Ele cerra os punhos e num golpe só, me lança contra uma árvore. A partir daí, sinto socos e mais socos em meu estomago, em meu rosto. Chutes em minhas pernas. A dor preenche cada espaço do meu corpo. E ele não para. Parece um animal, desferindo socos cada vez mais fortes contra mim. Escuto meus ossos se quebrando. Ou pode ser o barulho dos insetos que estão voando próximo a nós. Os insetos estão indo embora. Quase não consigo enxergar. Meu corpo escorrega pelo tronco da arvore. Brutus apenas se encurva e continua a me socar. E como numa miragem, vejo Johanna se aproximando. Quero gritar para ela ir embora. Ou para ela segurar minha mão enquanto eu morro. Mas, com certo prazer, observo ela pegar seu machado, e cravar nas costas de Brutus que solta um uivo de dor.

– Da próxima vez, escolha outra pessoa para bater. Não um amigo meu, seu desgraçado – ela grita e saca outro machado de seu cinto. Observo enquanto Johanna luta ferozmente contra Brutus. Ele está muito machucado, e mesmo assim não dá demonstração alguma de fraqueza. Johanna leva alguns golpes mas também não se deixa abalar. Meus olhos custam a ficar abertos. E por fim, eles se fecham. Reúno todas as minhas forças para abri-los novamente, e o que vejo me estremece. Brutus envolve o pescoço de Johanna com as duas mãos. O corpo dela está suspenso. Seus olhos estão arregalados, e seu rosto está vermelho. O mais rápido que consigo, rastejo até minha faca que esta caída no chão. Brutus não percebe meus movimentos, enquanto sacode o corpo de Johanna sem parar. Pego a faca e me forço a ficar em pé. Escorado numa arvore, consigo me levantar. Uso a faca como bengala, para caminhar até onde Brutus está. Tenho que ir mais rápido, ou Johanna não sobreviverá. Meus olhos querem se fechar. Mas não antes de salvar Johanna. Num ultimo folego de vida, ergo minha faca, e enterro com toda minha força nas costas de Brutus, onde seria seu coração. Johanna cai no chão, ao mesmo tempo que o pesado corpo de Brutus tomba. Um canhão dispara. Mas eu não sei qual dos dois está morto. Me arrasto até Johanna. Não consigo saber se ela está respirando.

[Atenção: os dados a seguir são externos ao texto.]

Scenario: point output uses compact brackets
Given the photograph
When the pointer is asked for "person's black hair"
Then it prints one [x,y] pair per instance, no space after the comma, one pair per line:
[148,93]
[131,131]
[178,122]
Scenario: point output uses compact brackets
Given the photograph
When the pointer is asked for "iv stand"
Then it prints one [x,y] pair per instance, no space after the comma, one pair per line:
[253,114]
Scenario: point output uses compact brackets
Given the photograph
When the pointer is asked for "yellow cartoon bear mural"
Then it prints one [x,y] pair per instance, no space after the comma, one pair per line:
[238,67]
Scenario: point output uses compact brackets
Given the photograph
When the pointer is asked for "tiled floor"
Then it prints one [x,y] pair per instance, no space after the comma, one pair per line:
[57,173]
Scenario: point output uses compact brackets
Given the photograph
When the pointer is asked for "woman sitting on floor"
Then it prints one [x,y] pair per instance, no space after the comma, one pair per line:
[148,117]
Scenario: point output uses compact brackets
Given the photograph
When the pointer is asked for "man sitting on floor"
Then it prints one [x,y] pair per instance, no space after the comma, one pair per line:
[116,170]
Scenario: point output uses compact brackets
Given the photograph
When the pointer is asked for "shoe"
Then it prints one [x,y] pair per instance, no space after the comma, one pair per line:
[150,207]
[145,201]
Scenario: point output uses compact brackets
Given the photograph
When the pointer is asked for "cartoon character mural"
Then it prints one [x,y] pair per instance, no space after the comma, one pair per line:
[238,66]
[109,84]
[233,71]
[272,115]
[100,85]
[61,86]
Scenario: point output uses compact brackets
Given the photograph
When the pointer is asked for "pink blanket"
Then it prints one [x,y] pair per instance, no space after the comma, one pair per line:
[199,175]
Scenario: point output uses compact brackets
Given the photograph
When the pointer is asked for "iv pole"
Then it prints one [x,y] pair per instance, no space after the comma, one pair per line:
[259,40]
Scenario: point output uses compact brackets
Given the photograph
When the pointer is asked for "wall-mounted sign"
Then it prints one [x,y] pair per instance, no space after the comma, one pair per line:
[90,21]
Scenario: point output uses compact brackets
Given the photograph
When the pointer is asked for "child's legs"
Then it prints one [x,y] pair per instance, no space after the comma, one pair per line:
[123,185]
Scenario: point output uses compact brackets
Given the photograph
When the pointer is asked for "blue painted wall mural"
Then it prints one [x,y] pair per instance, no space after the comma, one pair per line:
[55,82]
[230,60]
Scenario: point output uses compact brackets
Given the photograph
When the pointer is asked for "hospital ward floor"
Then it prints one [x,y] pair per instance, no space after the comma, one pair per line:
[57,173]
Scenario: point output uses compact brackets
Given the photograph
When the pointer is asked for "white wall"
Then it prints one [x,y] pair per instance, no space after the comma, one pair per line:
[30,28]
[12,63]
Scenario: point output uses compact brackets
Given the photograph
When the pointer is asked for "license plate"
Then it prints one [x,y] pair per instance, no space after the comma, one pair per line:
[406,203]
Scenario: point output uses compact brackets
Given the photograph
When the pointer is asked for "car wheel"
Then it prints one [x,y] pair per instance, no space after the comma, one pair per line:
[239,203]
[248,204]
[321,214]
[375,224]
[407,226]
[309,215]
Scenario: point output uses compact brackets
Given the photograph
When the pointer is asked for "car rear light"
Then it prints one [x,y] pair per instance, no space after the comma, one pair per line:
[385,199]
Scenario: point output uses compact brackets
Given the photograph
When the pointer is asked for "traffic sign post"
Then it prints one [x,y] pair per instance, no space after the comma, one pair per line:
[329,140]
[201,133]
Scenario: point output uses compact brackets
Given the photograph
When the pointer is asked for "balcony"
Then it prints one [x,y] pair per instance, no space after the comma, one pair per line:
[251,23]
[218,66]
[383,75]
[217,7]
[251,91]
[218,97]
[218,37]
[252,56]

Sinto mais lágrimas escorrendo. E dessa vez elas ardem quando passam por meus olhos. Ardem demais. Escuto o raio caindo não muito longe daqui. Para meu alívio Johanna abre os olhos. Quero gritar por Katniss mais uma vez. Mas não consigo. Deixo meu corpo tombar no chão. Seguro a mão de Johanna. Observo uma última vez o céu sem estrelas. E de repente, um clarão me cega totalmente. É assim, que é morrer? Mas o clarão passa, dando lugar a uma explosão terrível. E tudo o que está ao meu redor, o céu, as árvores, parecem desabar. Tudo o que consigo fazer, é rolar meu corpo para cima do de Johanna, e absorver o baque das coisas caindo sobre mim.

– Peeta? – Johanna sussurra, fracamente.

Olho para o corpo ainda sangrando de Chaff logo a frente. Outra explosão. As coisas desabam sobre o corpo dele. Gostaria de impedir. Tudo parece estar explodindo. Meus olhos se fecham, e eu não consigo mais abrir.

– Peeta? – Johanna sussurra mais uma vez.

As lágrimas ainda ardem em meus olhos. O ar está sumindo do meu corpo. Eu estou morrendo. Katniss vai sobreviver. Dessa vez algo extremamente pesado cai sobre mim. Johanna arfa com o peso sobre ela. E tudo no que eu consigo pensar é nos olhos de Katniss, e em seus lábios contra os meus.

– Fique viva Katniss – sussurro. – Eu sempre te amarei.

E então, eu não sinto mais dor. Não sinto meu coração bater. Não sinto mais nada.